• Le rationalisme : oui mais quel rationalisme ? Mathesis vs Logos

    Le livre de Jean-Louis Léonhardt évoqué dans l'article précédent : "Le rationalisme est il rationnel ?" est certes tout à fait intéressant, en particulier par la synthèse philosophique de la logique et de la théorie de la science d'Aristote qu'il présente, mais il souffre à mon sens d'une déficience qui condamne  à rester lettre morte les pistes qu'il propose comme alternatives à ce qu'il appelle  improprement "modèle rationaliste de la raison", et que j'appellerais pour ma part plutôt modèle dogmatique, ou naïf, ou positiviste, etc...
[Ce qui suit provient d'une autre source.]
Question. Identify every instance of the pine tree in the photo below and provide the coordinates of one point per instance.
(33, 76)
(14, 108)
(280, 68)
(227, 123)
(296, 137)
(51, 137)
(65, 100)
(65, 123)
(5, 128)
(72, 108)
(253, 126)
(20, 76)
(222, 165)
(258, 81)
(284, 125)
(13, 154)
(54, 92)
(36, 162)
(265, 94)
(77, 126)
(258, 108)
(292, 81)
    Cette déficience, c'est qu'il ignore, ou plutôt qu'il minimise, l'importance de la révolution épistémologique, scientifique, philosophique, humaine, et pour tout dire spirituelle, qu'a été le 17 ème siècle européen  (précédé et annoncé par certains penseurs de la fin du Moyen age, comme Nicolas de Cuse).

    Il est très clair sur ce point, je cite ce qu'il dit au début du Chapitre 2 "Modèle de la raison rationaliste chez Aristote" page 23 :

    "tout travail historique impose un choix difficile : où commencer ? cette question est d'autant plus ardue à résoudre que ce livre est consacré à l'étude des modèles de la raison  sur la longue durée, plus de 2000 ans...je vais essayer de démontrer que la rupture de la Renaissance, avec l'introduction du langage mathématique , l'usage d'instruments d'observation et l'invention de la méthode expérimentale n'est pas une rupture significative du point de vue qui nous occupe, alors que de nombreux historiens des sciences y voient l'origine même de la science"

    certes il est toujours méritoire de tenter de s'opposer à une thèse majoritaire, mais j'ai bien peur qu'ici ce soit peine perdue, et d'ailleurs les tenants du changement de paradigme (paradigm shift) cher à Thomas Kühn ne forment pas un  camp homogène.

    Ici en tout cas , les travaux des historiens des sciences certes nous intéressent, mais notre point de vue est un peu différent : il est philosophique et religieux (sans aucun rapport avec ce que l'on nomme improprement "religions", qui n'ont rien de religieux).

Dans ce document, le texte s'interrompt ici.